Gallant by V E Schwab

I would like to thank Titan for a copy of this novel in exchange for a fair and honest review

Publisher – Titan

Published – Out Now

Price – £17.99 hardback £4.68 Kindle eBook

Fourteen-year-old Olivia Prior is missing three things: a mother, a father, and a voice. Her mother vanished all at once, and her father by degrees, and her voice was a thing she never had to start with. She grew up at Merilance School for Girls. Now, nearing the end of her time there, Olivia receives a letter from an uncle she's never met, her father's older brother, summoning her to his estate, a place called Gallant. But when she arrives, she discovers that the letter she received was several years old. Her uncle is dead. The estate is empty, save for the servants. Olivia is permitted to remain, but must follow two rules: don't go out after dusk, and always stay on the right side of a wall that runs along the estate’s western edge. Beyond it is another realm, ancient and magical, which calls to Olivia through her blood…

A lot of fantasy is about the boundaries between worlds. The ‘real’ and the supernatural; the living and the dead or magic versus science. This is something humans have done for millennia – be it in the form of religion, folklore, or stories. Our desire to explain our world, to answer the unknowable about what happens when we die or just to imagine there is more to life than what we see every day. In V E Schwab’s novel Gallant we get a tale of two worlds but not one I felt ever really pushed the boundaries of those questions despite an intriguing lead character.

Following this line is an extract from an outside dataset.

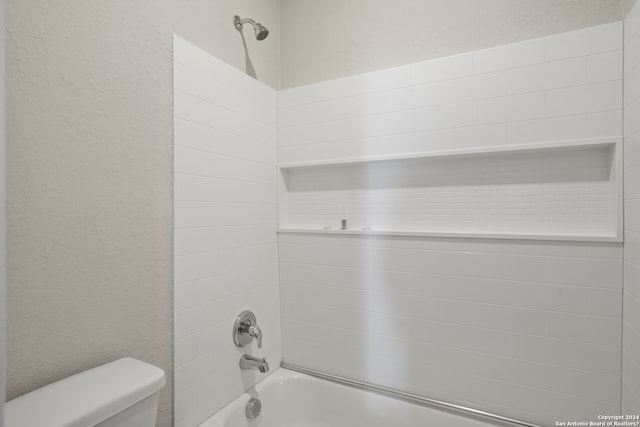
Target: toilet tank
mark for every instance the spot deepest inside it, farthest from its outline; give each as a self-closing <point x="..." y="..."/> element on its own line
<point x="123" y="393"/>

Olivia Prior is sixteen and has stayed most of her life alone at Merilance School for Girls dreaming of escape. As a woman who is mute; and she has been a target of bullying and ignorance from both pupils and teachers often requiring her to fight back. She knows little of where she came from bar her mother’s strange journal which she reads constantly. Just as Olivia plans to prepare for finding a role in the outer world she is requested by her Uncle in writing to come to Gallant the family home of her mother. But there she finds her Uncle has been dead already for two years and that Matthew the sole remaining owner of the home clearly doesn’t want her here and Olivia notes there is a wall with a door that is fiercely locked. Olivia sees ghosts and starts to realise the secret of her family is going to have to be finally revealed to her.

This was an unusual reading experience for me. I really enjoy Schwab’s work but didn’t quite click with this in my usual fashion despite it sharing many of the characteristics of Schwab’s work that pulls me in. There are also some really interesting ideas being attempted. Olivia is a mute character so we have a book with a challenge of a character who does not have conversations as we are used to reading and so writing and sign language are the best forms of communication. Schwab does a great job of showing intolerance by particularly those at school never bothering to learn sign language and instead force Olivia to talk only through writing. When she finally meets characters who can understand her conversations move quicker and have far more emotional depth to them than hastily written messages. A really interesting approach to a character and one that reminds many readers of their own attitudes and privileges.

The school scenes help a lot at the start of the novel to make us understand the spiky Olivia and her unhappiness and desire to know who she is. This also puts the first glimpse of the supernatural themes in the story as we see Olivia uniquely sees ghosts often quite disfigured ghosts and that is very normal. When we reach Gallant though while there are lots of interesting moments and ideas none of them though I felt really glued the story together. We see Gallant is on a boundary with a world of the dead and there is a dark reflection of Gallant owned by a sinister powerful force who wants our world, but this is where I felt the story felt like it went a little off course for me. There are some lovely scenes created – a dance of corpses; a world of little colour and the other world has a sense of unnerving dark magic btu it really didn’t at novel length fill in this world. The magical force of death is in our world so why does it need containing? What really happened to Olivia’s parents and how did she survive. At novella length this story could have been tighter, and I’d not have so many questions but at circa 300 pages I felt it had quite a few gaps that despite enjoying it I felt I needed more answers about what happened next.

Gallant is an enjoyable ride into a magical folklore and fans of Schwab’s work will recognise the recurring themes of boundaries being crossed, atmospheric dark magic and leading characters who are not the standard template of a heroine but for me this tale didn’t quite feel complete enough to work properly. Fun but may not linger long in the memory.